依田:最初は隆一と鉄雄の2人組で構想を練っていたんです。
-:え、そうだったのですか。
依田:はい。でも女性向けというもあり、より読者の共感を呼び込むために女性で会社勤めの七菜を中心に描くことにしました。七菜は特に表情など動かしやすいデザインにしているので、感情の流れにメリハリをつけてくれるキャラクターになっていると思います。
-:たしかに七菜は、感情の変化がわかりやすく感情移入しやすいです。
依田:そういえば3人組といえば、何度か登場させていただいている京都醸造さんも、出身国が違う3人のメンバーで立ち上げられたブリュワリーでしたね。
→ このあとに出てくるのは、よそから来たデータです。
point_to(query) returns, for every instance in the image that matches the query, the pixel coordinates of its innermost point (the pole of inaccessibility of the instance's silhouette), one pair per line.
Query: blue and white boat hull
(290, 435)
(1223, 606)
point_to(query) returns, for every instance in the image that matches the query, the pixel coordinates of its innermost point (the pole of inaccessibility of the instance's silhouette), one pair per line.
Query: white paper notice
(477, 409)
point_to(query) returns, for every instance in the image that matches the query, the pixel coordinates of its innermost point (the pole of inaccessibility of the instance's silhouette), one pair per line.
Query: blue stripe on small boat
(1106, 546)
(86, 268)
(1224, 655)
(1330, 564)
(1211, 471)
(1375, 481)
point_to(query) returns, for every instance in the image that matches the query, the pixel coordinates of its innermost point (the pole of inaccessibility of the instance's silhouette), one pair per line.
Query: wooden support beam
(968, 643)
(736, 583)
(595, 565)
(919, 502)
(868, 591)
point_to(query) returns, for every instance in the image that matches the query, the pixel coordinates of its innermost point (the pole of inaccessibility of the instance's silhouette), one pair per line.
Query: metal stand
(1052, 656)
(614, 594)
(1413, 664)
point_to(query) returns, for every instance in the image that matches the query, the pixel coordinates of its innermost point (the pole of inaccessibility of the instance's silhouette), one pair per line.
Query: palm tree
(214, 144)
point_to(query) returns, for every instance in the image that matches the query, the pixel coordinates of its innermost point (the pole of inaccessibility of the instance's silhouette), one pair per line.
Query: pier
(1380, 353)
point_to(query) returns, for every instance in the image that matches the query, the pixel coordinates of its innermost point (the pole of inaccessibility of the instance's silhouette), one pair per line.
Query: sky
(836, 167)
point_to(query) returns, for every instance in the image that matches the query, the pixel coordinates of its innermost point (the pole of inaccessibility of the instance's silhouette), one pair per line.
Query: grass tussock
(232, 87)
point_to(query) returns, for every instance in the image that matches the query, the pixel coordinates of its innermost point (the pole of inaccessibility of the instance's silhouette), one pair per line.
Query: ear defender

第1話に「一意専心」をもってきたことで、隆一・七菜・鉄雄が出会って「白熊」を立て直していく物語とうまくリンクしてよかったなと思います。
-:実は「一意専心」を出すために舞台を京都にしたと思ったくらいです。あれで一気に惹きこまれました。
■それぞれの人生が動き出す第2巻。取り上げるテーマも深く広がっていく
-:いよいよ第2巻が発売です。私は「こは酔い」はコミックスで読むと決めているので、まだ収録されている内容を知りません。新刊の見どころを教えてください。
村野:第2巻では「自分でペアリングを楽しむ方法」「城で飲み会」「家飲み鍋パーティ」「パンとビールでピクニック」「ノンアルコールビールの世界」と、第1巻より踏み込んだ楽しみ方が描かれています! そしてキャラクターが動き出し、それぞれの人生が大きく動いていきます。特に「コミュニティ」や「ペアリング」といったテーマがさらに深く広がっていきます。どうぞお見逃しなく!
依田:第1巻に引き続き、読者さんにも実際に試していただけるようなペアリングやロケーションが登場しています。物語も大きく動きを見せ始める巻になっていますので、わくわく感を味わっていただければと思います。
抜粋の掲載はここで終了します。